In 2012, Everaldo was loaned to Caxias. In 2013, after returning to Grêmio, he was loaned to CSA where he was top scorer in the 2013 Campeonato Alagoano, scoring 13 goals. His first professional goal came in a 6–0 win over Sport Atalaia. He then returned to Grêmio in the same year.

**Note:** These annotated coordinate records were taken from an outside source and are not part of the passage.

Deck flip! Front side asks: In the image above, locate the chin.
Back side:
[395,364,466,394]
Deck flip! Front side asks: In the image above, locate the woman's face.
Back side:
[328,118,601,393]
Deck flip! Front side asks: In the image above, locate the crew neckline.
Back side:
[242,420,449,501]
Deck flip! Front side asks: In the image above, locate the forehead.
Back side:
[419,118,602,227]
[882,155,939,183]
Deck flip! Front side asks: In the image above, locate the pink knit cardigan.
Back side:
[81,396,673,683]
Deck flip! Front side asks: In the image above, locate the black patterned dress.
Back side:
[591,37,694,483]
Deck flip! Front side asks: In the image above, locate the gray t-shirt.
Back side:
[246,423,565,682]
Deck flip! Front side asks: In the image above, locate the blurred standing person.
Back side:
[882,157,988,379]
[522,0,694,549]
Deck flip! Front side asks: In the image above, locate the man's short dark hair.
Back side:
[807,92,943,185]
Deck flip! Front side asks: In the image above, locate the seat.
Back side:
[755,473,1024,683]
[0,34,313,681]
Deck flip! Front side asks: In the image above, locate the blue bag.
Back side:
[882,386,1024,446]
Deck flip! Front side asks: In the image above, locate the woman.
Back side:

On 17 April 2014, Everaldo was loaned to Figueirense until the end of the season. He scored his first top-flight goal for Figueirense, in a 1–1 draw with Flamengo. This was the first of 6 goals he went onto score during this season. On 29 April 2015, he returned to Figueira until the end of the 2015 season.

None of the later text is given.